Ralph Stoffler, the director of weather, deputy chief of staff for operations at U.S. Air Force headquarters in Washington, said the Air Force was currently expanding its network of sensors to monitor space weather, including placing them on all of its satellites.
“We need data to support particular military operations,” Stoffler said, adding that the Air Force relies on GPS for missions such as piloting remote aircraft in Afghanistan from the U.S. “If we can predict space weather, we can have other operations in place or delay.”
The Federal Emergency Management Agency (FEMA) has recently added space weather to its daily operations briefings. “We know there is a gap in our ability to assess vulnerability and consequences,” said Jack Anderson, a senior analyst at DHS’s National Protection and Programs Directorate, adding that while there is currently no scale for predicting the magnitude of a storm as exists for hurricanes, for example, “we need to develop that at FEMA.”

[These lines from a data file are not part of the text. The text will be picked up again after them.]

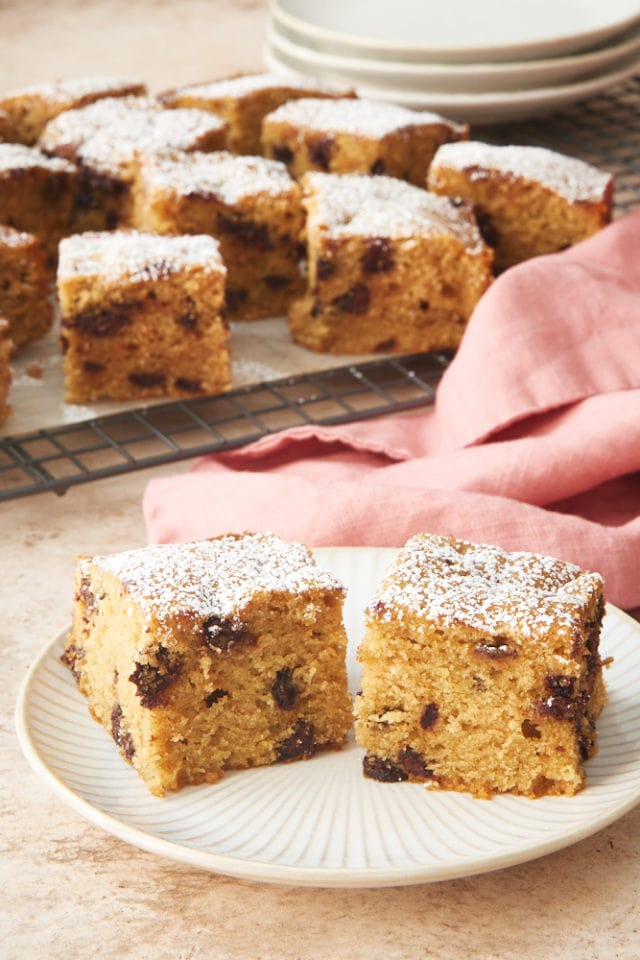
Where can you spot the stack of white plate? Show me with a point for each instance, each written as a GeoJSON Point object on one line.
{"type": "Point", "coordinates": [477, 60]}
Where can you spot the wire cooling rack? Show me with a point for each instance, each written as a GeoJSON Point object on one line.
{"type": "Point", "coordinates": [604, 130]}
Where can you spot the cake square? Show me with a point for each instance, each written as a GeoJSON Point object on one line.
{"type": "Point", "coordinates": [244, 100]}
{"type": "Point", "coordinates": [211, 656]}
{"type": "Point", "coordinates": [105, 140]}
{"type": "Point", "coordinates": [24, 286]}
{"type": "Point", "coordinates": [390, 267]}
{"type": "Point", "coordinates": [6, 348]}
{"type": "Point", "coordinates": [481, 670]}
{"type": "Point", "coordinates": [31, 108]}
{"type": "Point", "coordinates": [529, 201]}
{"type": "Point", "coordinates": [356, 136]}
{"type": "Point", "coordinates": [253, 208]}
{"type": "Point", "coordinates": [36, 195]}
{"type": "Point", "coordinates": [142, 316]}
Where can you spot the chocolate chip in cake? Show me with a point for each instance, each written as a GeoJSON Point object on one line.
{"type": "Point", "coordinates": [386, 771]}
{"type": "Point", "coordinates": [215, 696]}
{"type": "Point", "coordinates": [301, 743]}
{"type": "Point", "coordinates": [320, 153]}
{"type": "Point", "coordinates": [220, 634]}
{"type": "Point", "coordinates": [415, 764]}
{"type": "Point", "coordinates": [355, 300]}
{"type": "Point", "coordinates": [147, 380]}
{"type": "Point", "coordinates": [120, 734]}
{"type": "Point", "coordinates": [151, 680]}
{"type": "Point", "coordinates": [285, 692]}
{"type": "Point", "coordinates": [378, 257]}
{"type": "Point", "coordinates": [429, 716]}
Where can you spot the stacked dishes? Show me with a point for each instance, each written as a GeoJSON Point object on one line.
{"type": "Point", "coordinates": [484, 62]}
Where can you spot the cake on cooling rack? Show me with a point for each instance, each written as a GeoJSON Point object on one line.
{"type": "Point", "coordinates": [36, 195]}
{"type": "Point", "coordinates": [481, 671]}
{"type": "Point", "coordinates": [142, 316]}
{"type": "Point", "coordinates": [105, 140]}
{"type": "Point", "coordinates": [31, 108]}
{"type": "Point", "coordinates": [528, 200]}
{"type": "Point", "coordinates": [356, 136]}
{"type": "Point", "coordinates": [24, 286]}
{"type": "Point", "coordinates": [251, 205]}
{"type": "Point", "coordinates": [390, 267]}
{"type": "Point", "coordinates": [243, 100]}
{"type": "Point", "coordinates": [211, 656]}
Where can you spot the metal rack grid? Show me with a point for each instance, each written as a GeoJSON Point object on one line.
{"type": "Point", "coordinates": [60, 457]}
{"type": "Point", "coordinates": [604, 130]}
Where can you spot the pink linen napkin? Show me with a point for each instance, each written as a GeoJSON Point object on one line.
{"type": "Point", "coordinates": [533, 444]}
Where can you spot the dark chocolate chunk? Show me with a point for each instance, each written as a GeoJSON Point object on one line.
{"type": "Point", "coordinates": [152, 680]}
{"type": "Point", "coordinates": [300, 744]}
{"type": "Point", "coordinates": [284, 691]}
{"type": "Point", "coordinates": [386, 771]}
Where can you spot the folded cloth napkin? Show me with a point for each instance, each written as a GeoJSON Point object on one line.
{"type": "Point", "coordinates": [533, 442]}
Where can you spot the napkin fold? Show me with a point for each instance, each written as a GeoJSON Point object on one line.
{"type": "Point", "coordinates": [533, 442]}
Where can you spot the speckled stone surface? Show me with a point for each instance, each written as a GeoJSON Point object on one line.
{"type": "Point", "coordinates": [70, 891]}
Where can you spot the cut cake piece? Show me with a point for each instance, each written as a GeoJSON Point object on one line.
{"type": "Point", "coordinates": [211, 656]}
{"type": "Point", "coordinates": [356, 136]}
{"type": "Point", "coordinates": [30, 108]}
{"type": "Point", "coordinates": [142, 316]}
{"type": "Point", "coordinates": [528, 201]}
{"type": "Point", "coordinates": [481, 670]}
{"type": "Point", "coordinates": [390, 267]}
{"type": "Point", "coordinates": [244, 100]}
{"type": "Point", "coordinates": [253, 208]}
{"type": "Point", "coordinates": [105, 140]}
{"type": "Point", "coordinates": [24, 286]}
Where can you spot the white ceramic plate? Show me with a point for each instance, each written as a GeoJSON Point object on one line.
{"type": "Point", "coordinates": [496, 107]}
{"type": "Point", "coordinates": [456, 30]}
{"type": "Point", "coordinates": [466, 78]}
{"type": "Point", "coordinates": [321, 823]}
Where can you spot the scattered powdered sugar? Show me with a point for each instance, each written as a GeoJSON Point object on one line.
{"type": "Point", "coordinates": [354, 204]}
{"type": "Point", "coordinates": [455, 582]}
{"type": "Point", "coordinates": [77, 88]}
{"type": "Point", "coordinates": [110, 133]}
{"type": "Point", "coordinates": [15, 156]}
{"type": "Point", "coordinates": [242, 86]}
{"type": "Point", "coordinates": [214, 577]}
{"type": "Point", "coordinates": [220, 174]}
{"type": "Point", "coordinates": [136, 256]}
{"type": "Point", "coordinates": [360, 117]}
{"type": "Point", "coordinates": [568, 176]}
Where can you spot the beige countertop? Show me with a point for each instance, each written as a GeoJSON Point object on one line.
{"type": "Point", "coordinates": [70, 890]}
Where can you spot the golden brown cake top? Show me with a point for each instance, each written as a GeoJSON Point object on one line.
{"type": "Point", "coordinates": [10, 237]}
{"type": "Point", "coordinates": [214, 578]}
{"type": "Point", "coordinates": [15, 156]}
{"type": "Point", "coordinates": [134, 256]}
{"type": "Point", "coordinates": [354, 204]}
{"type": "Point", "coordinates": [242, 85]}
{"type": "Point", "coordinates": [359, 117]}
{"type": "Point", "coordinates": [109, 133]}
{"type": "Point", "coordinates": [457, 583]}
{"type": "Point", "coordinates": [218, 174]}
{"type": "Point", "coordinates": [67, 92]}
{"type": "Point", "coordinates": [571, 178]}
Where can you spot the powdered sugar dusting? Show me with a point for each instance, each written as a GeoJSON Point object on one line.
{"type": "Point", "coordinates": [456, 582]}
{"type": "Point", "coordinates": [242, 86]}
{"type": "Point", "coordinates": [221, 174]}
{"type": "Point", "coordinates": [15, 156]}
{"type": "Point", "coordinates": [110, 133]}
{"type": "Point", "coordinates": [135, 256]}
{"type": "Point", "coordinates": [359, 117]}
{"type": "Point", "coordinates": [355, 204]}
{"type": "Point", "coordinates": [571, 178]}
{"type": "Point", "coordinates": [214, 577]}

William Lapenta, director of the National Centers for Environmental Prediction at the National Oceanic and Atmospheric Administration (NOAA) said his agency’s goal was to track solar storms “from sun to mud,” to predict where conditions following a coronal mass ejection, for example, would be most intense in the ionosphere and on Earth in the form of underground electrical currents, and to calculate impacts on a variety of systems.

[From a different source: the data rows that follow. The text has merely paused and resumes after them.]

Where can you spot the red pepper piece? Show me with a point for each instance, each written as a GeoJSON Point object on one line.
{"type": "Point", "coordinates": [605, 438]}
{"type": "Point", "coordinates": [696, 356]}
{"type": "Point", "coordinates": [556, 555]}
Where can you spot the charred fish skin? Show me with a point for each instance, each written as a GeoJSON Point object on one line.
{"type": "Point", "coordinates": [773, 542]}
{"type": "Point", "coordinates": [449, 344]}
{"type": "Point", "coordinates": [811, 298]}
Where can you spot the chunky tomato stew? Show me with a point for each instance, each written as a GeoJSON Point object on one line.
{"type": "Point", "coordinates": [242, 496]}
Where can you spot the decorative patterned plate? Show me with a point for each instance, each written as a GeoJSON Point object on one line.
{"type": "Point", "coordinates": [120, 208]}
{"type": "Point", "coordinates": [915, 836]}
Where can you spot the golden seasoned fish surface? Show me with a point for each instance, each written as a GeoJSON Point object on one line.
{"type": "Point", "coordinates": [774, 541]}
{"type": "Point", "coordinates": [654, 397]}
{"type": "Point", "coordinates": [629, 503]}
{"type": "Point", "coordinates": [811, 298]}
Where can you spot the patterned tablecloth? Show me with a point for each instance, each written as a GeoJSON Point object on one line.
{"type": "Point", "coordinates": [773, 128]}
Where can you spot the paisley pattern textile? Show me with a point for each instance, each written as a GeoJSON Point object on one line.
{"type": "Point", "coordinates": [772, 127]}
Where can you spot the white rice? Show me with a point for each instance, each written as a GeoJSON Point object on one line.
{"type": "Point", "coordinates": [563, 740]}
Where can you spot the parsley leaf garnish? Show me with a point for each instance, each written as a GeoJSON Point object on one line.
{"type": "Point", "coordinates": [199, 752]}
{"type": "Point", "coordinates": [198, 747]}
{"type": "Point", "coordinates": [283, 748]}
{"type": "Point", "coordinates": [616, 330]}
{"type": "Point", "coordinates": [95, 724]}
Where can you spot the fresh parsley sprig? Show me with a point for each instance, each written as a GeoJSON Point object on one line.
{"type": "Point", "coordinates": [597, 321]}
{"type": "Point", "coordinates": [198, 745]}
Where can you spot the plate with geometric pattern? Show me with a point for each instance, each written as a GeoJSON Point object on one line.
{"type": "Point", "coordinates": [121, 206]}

One of the near-term challenges for policymakers will be to set benchmarks for assessing the vulnerability of various technology systems and establishing thresholds that would trigger protective or recovery responses, said William Murtagh, the assistant director for the space weather, energy and environment division at the OSTP. There are currently working groups focused on these benchmark amid efforts to reach out to other countries to establish international protocols for aviation conditions, mitigation strategies and data sharing, among other areas.
“We do not fully understand those upper boundaries, but we need to … once we understand how big these storms are we can develop trigger points,” he said, adding that the Nuclear Regulatory Commission was interested in the “10,000-year storm – that’s what they need to know.”
“The technological and biological impacts of severe space weather events are now firmly in the federal government’s sights,” noted Andrew Gerrard, director of NJIT’s Center for Solar-Terrestrial Research. “All things being equal, increased research funding from the represented federal agencies will further bolster the incorporation of ‘space weather’ into our daily lives. Such development will enable the solar-terrestrial community to, for the first time, see a solar storm, track its approach, and prepare accordingly.”